Spoons: What It Feels Like to Be Sick

[Guest guest]

Dear Risg Friends...

This is from a dear friend of mine who has MS and she found it somewhere. It is

a beautiful way to explain to others what we go thru regardless of the illness.

Enjoy, Priscilla

Spoons

But You Don't Look Sick....

My best friend and I were in the diner talking. As usual, it was very late and

we were eating French Fries with gravy. Like normal girls our age, we spend a

lot of time in the diner while in college, and most of the time we spent talking

about boys, music or trivial things, that seemed very important at the time. We

never got serious about anything in particular and spend most of our time

laughing.

As I went to take some of my vitamins with a snack as I usually did, she watched

me this time with a kind of start, instead of continuing the conversation. She

then asked me out of the blue what it felt like to have MS and be sick. I was

shocked, not only because she asked the random question but also, I assumed she

knew all there was to know about MS. She had come to the doctors with me, seen

me getting MRIs, she saw me stumble on sidewalks and have to sit down at a

concert.

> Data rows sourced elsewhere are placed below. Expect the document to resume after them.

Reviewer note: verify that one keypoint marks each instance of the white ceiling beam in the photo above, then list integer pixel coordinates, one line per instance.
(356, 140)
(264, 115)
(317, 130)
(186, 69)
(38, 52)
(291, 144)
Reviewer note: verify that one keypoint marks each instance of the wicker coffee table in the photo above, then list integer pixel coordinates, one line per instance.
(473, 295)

She carried me out when I couldn't walk another step, what else was

there to know?

I started to ramble on about the vitamins and the changes but she didn't seem

satisfied with my answers. I was a little surprised as being my roommate and

friend for years; I thought she already knew the medical definition of MS. Then

she looked at me with a face every sick person knows well, the face of pure

curiosity about something no healthy person can truly understand. She asked what

it felt like, not physically, but what it felt like to me.having MS.

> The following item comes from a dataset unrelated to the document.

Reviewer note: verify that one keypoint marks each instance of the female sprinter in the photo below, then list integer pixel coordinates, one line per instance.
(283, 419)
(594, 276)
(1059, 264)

As I tried to gain my composure, I glanced around the table for help or

guidance, or at least a stall. I was trying to find the right words. How do I

answer a question I never was able to answer for myself? How do I explain every

detail of every day being effected, and give the emotions a person with MS goes

through every day with clarity? I could have given up and cracked a joke like I

usually do, and changed the subject, but I remember thinking if I don't try to

explain this, how could I ever expect her to understand? If I can't explain this

to my best friend, how could I explain my world to anyone else? I had to at

least try.

At that moment, the " spoon theory " was born. I quickly grabbed every spoon on

the table; **** I grabbed spoons off of the other tables. I looked her in the

eyes and said, " Here you go, you have MS. " She looked at me slightly confused,

as anyone would when they are being handed a bouquet of spoons. The cold metal

spoons clanked together as I shoved them into her hands. I explained that the

difference between having MS and being healthy is having to make choices, or to

think consciously about things when the rest of the world doesn't have to. The

healthy have the luxury of choice, a gift most people take for granted.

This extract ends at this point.